On the outside wall of Santa Maria ai Monti was this beautiful mosaic. Sadly the large garbage bins were full to overflowing right beneath the B.V.M and up close she had an expression which seemed to express her displeasure.


Of course every hot day out deserves a gelato and with one of Rome's best in Monti we had to visit. Fatamorgana has a wonderful range of unusual flavours and we had (in English) grape and nuts, green tea, coconut cream and my favourite, fennel, honey and licorice.



We will have to come back to Monti in the evening some time soon.


Friday 26 August 2016

Ferro Battuto or Wrought Iron

Ferro battuto or wrought iron was one of the earliest forms of metal available for use. It was easy to form into shapes yet strong enough to be useful.
Wrought iron can be seen everywhere in Italy, from ancient horse tethering points and candle holders along the streets to balconies on palazzi to modern furniture and home fittings.
Traditional designs are still being produced by artisan tradesmen.
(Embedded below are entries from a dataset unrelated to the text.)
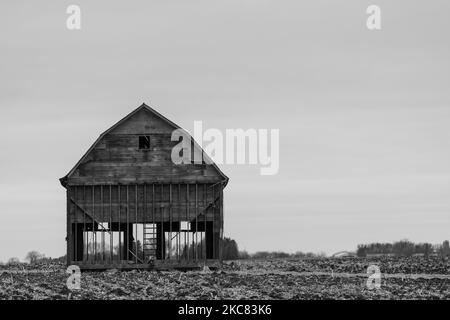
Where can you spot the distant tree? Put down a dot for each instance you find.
(445, 248)
(34, 256)
(403, 248)
(244, 255)
(230, 249)
(13, 261)
(261, 255)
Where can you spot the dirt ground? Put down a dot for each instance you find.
(319, 278)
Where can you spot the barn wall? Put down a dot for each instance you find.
(104, 208)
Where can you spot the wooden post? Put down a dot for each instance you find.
(196, 224)
(111, 230)
(69, 228)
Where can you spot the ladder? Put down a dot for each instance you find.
(149, 242)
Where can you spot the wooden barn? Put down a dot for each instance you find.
(130, 206)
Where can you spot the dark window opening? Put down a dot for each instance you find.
(144, 142)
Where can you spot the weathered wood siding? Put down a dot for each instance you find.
(116, 158)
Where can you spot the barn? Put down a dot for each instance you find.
(130, 206)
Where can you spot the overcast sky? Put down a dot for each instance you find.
(364, 116)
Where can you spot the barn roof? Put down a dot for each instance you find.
(157, 114)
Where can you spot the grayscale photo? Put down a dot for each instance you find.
(225, 155)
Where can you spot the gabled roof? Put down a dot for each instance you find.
(156, 113)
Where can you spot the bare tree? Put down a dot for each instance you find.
(34, 256)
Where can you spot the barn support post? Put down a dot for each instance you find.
(111, 235)
(127, 236)
(144, 220)
(69, 228)
(119, 207)
(196, 223)
(94, 238)
(135, 223)
(76, 224)
(221, 224)
(85, 237)
(186, 241)
(170, 222)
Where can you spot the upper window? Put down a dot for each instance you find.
(144, 142)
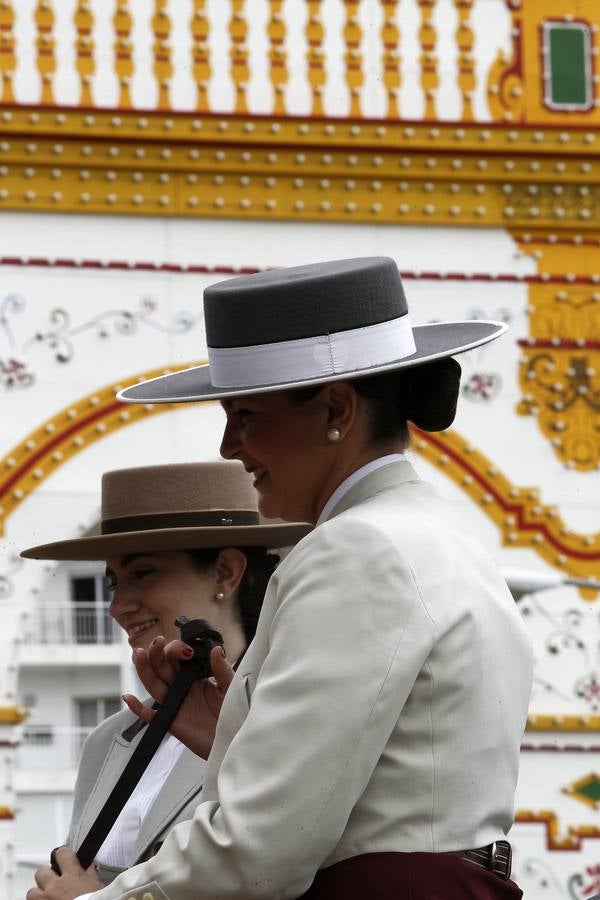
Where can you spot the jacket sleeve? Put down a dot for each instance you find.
(347, 641)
Some examples of new or reproduction wrought iron work.











Today we drove over to Sarteano in Tuscany ( o.k, so we drove 27 kilometres in search of different flavours of gelati! ) and I decided that I had been collecting wrought iron photos for long enough and this door knocker could finish off this post. I think I have done a door knocker collection previously but this very individual one looked just perfect to conclude my post on the ancient art of ferro battuto.


P.S. Today's new gelati flavours were whisky cream and cheesecake, and the total for this year, so far, is 48.